• Lagos govt alerts residents
By Azoma Chikwe and Fred Itua, Abuja
Acting Director-General of the National Primary Health Care Development Agency (NPHCDA), Dr. Emmanuel Odu, has said 22 million people are at risk of a new strain of cerebro-spinal meningitis (CSM) causative agent, Neisseria Meningitides type C, which is slightly different from the causative agent of the seasonal disease, in five states of the Federation.
The states are: Zamfara, Sokoto, Kebbi, Katsina and Niger states.
Dr. Odu also added that $1.1 billion is needed to vaccinate the 22 million people at risk in the five states already affected bymeningitis.
The acting NPHCDA DG disclosed this when he briefed Senate Committee on Primary Healthcare and Communicable Diseases on efforts being made to contain outbreak of meningitis and added that each vaccine could cost between $30 and $50.
This was even as senators declared that outbreak of meningitis across the country was caused by poor awareness campaigns of relevant government agencies.
They however promised to provide the necessary support to the Ministry of Health, in a bid to contain and end the outbreak.
At another meeting with the Chief Executive Secretary of the National Center for Disease Control (NCDC), Chikwe Ihekweazu, the committee noted that the outbreak may have been averted if relevant agencies had commenced campaigns to raise awareness on preventive measures when it first started in December 2016. Committee Chairman, Mao Ohuabunwa noted awareness remains low across the country.
“If this had been detected early, then we would have had rounds of vaccinations and would not be having this epidemic,” he said.
On his part, Senate President, Bukola Saraki, has assured that the chamber will provide necessary support to the Ministry of Health, in the bid to contain and end the outbreak.
The death toll from the cerebrospinal meningitis disease currently ravaging Zamfara, Sokoto, Kebbi, Katsina and Niger states, according to Ihekweazu, has risen to 328, from 2, 524 cases. He said vaccination for the Type C strain of the disease would commence on Wednesday, following procurement of the vaccines from the World Health Organisation (WHO).
Briefing the committee on efforts made to contain the spread of the disease, Ihekweazu said the Type C strain of the disease is new to West Africa, hence the seeming unpreparedness to tackle it.
Ihekweazu said the vaccine was only procured two weeks ago as the criteria for application is that the country must be experiencing an outbreak.
Meanwhile, Lagos State Government has alerted residents on the dangers of meningitis and has urged them to report any suspected case to the nearest public health facility.
Commissioner for Health, Lagos State, Dr.
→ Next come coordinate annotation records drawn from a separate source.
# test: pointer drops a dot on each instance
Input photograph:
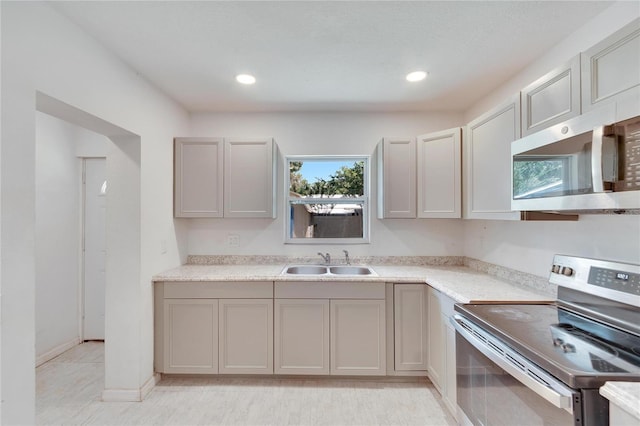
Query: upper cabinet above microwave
(611, 72)
(552, 98)
(586, 163)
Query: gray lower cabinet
(337, 328)
(410, 327)
(214, 327)
(442, 350)
(301, 336)
(358, 343)
(246, 336)
(190, 336)
(333, 328)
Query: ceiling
(325, 55)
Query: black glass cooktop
(577, 350)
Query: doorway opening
(118, 207)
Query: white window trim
(365, 200)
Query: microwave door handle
(596, 159)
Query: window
(327, 199)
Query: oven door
(497, 386)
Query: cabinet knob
(567, 271)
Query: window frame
(364, 200)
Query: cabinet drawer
(219, 290)
(329, 290)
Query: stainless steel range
(543, 364)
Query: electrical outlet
(233, 240)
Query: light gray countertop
(461, 283)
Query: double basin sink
(328, 270)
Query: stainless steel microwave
(589, 162)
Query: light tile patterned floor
(69, 388)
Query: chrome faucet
(325, 257)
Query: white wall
(58, 231)
(57, 234)
(329, 134)
(603, 25)
(44, 52)
(530, 246)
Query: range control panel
(626, 282)
(614, 279)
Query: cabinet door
(358, 337)
(488, 162)
(611, 72)
(410, 326)
(246, 336)
(249, 182)
(552, 98)
(436, 341)
(439, 174)
(198, 174)
(397, 178)
(450, 386)
(190, 336)
(301, 336)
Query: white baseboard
(131, 395)
(51, 354)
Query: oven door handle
(517, 366)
Jide Idris, explained that CSM is a dangerous and a life-threatening disease which affects thin layers of the tissue around the brain and spinal cord of an infected human person, caused by bacteria.
He added that cerebrospinal meningitis is an epidemic-prone disease which spreads from person to person, through contact, with discharges or droplets from the nose and throat of an infected person.
It can also be transmitted through kissing, sneezing and coughing, especially amongst people living in close quarters, hotels, refugee camp, barracks, public transportation and areas with poor ventilation or overcrowded places.
The commissioner added that no CSM case has been recorded in Lagos, contrary to reports.
Idris explained that the disease usually presents with high body temperature, pain and stiffness of the neck, headache, vomiting, fear of light, restlessness and confusion and stressed that death may occur if not promptly and properly managed.
He emphasised the need for the observance of high standards of personal and environmental hygiene as a preventive measure against the disease. The commissioner also noted that such measures should include washing of hands with soap and water frequently; avoiding direct contact with the discharges from an infected person and covering of the mouth and nose when coughing and sneezing.
“It is strongly advised for people to avoid overcrowding in living quarters, provide cross ventilation in sleeping and work-rooms and other places where many people come together and get vaccinated with the CSM vaccine when you are travelling to areas where meningitis outbreaks have been reported”, he added.
Idris noted that health workers in Lagos, especially health workers in hospitals, the state Epidemiology team and the Disease Surveillance and Notification Officers (DSNOs) in all the 57 Local Governments and Local Council Development Areas have been placed on high alert and “therefore, the disease surveillance and monitoring activities have since been intensified.”